What I think is most likely is that Apple will maintain the status quo where you choose the configuration at purchase, but a man can dream.
This is the patent: https://patentscope.wipo.int/search/en/detail.jsf?docId=US426464916&_cid=P21-LVE0SW-78241-1
The general topic to my layman eyes seems to be combining multiple dies manufactured at different nodes while minimizing overall package area and managing heat. They also mention optical interconnects between the dies.
It does not seem to me that perf/watt is the major goal here.
Instead, this is about performance and optimal utilization of nodes (e.g. splitting logic and cache into different dies manufactured at different node sizes).
In general, it sounds like the chiplet design AMD poineered. Perhaps Apple has some new tricks in its sleeves.
So if they use a 'chiplet' design, would there be any way to mitigate increased memory latency?
The memory latency of Apple Silicon is already very high. Communication between CPU clusters on a single die is comparable to multi-socket x86 systems. Apple fabric is optimized for bandwidth, not latency. And it seems they can already deal with it quite well, so additional latency likely won't hurt them too much.
The CPU clusters are not the primary clusters that the fabric is designed around. Lots of the discussion around these Apple SoC revolves around a pre-integration viewpoint that the whole crux of the system revovles around the CPU cores and the rest is all built around that. Apple more so is tacking the CPU cores onto what is there for the GPU cluster(s). The CPU core clusters are on QoS limiters ( so yes they are structured to deal with some latency). The Max die in particular is closer to a GPU package with some CPU cores tacked on. Pro pretty much the same way. THe plain Mn has far more non-CPU stuff on die than CPU clusters.
And it is not so much 'high' latency are regular latency. Throwning substantively more irregular latency at the GPU processing stack to user experience probably won't be 'smooth sailing'.

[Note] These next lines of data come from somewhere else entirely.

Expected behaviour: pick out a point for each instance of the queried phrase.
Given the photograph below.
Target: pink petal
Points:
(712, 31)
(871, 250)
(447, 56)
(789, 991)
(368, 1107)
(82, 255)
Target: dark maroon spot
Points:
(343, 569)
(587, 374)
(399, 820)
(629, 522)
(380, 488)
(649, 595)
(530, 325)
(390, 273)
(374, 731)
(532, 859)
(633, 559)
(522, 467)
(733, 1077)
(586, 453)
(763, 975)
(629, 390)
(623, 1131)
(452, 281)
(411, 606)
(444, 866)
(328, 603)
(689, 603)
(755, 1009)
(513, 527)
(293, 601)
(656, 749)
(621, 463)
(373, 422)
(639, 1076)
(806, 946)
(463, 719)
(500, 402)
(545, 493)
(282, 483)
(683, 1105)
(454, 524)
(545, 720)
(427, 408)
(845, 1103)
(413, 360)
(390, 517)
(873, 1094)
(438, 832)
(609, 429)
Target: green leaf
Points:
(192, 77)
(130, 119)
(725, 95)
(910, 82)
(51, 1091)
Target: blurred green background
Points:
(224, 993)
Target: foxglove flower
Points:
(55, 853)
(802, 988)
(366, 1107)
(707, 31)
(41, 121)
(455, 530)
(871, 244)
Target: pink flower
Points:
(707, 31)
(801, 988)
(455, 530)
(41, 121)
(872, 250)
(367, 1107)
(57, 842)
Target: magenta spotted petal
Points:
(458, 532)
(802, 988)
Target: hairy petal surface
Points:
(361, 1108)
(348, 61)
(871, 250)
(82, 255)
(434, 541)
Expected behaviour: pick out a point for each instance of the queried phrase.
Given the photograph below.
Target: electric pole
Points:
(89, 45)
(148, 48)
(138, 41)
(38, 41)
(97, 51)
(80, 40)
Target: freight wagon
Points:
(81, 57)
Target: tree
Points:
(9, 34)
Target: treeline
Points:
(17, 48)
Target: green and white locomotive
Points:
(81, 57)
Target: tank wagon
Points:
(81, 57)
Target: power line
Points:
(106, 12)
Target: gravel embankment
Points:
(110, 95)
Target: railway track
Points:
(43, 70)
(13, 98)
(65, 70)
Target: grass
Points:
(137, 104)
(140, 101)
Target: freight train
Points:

What are the fundamental operations involved in evaluating a LLM? I had thought (based on experience long, long ago) that it involved very large matrix operations which are algorithms using block-based memory access patterns. Is this correct?
@leman Thank you. In this case I don't think that building larger caches will help much and that memory bandwidth will be the critical resource. So I would look for structures supporting a large memory throughput even at the cost of an increase in latency.Pretty much, yes. It’s a lot of matrix multiplication with occasional vector normalization.
@leman Thank you. In this case I don't think that building larger caches will help much and that memory bandwidth will be the critical resource. So I would look for structures supporting a large memory throughput even at the cost of an increase in latency.
Is it likeky that we get more information about the m4 at WWDC? I know WWDC is about software, but software depends on the capability of the hardware and the focus on AI Development may be a reason to say something about hardware.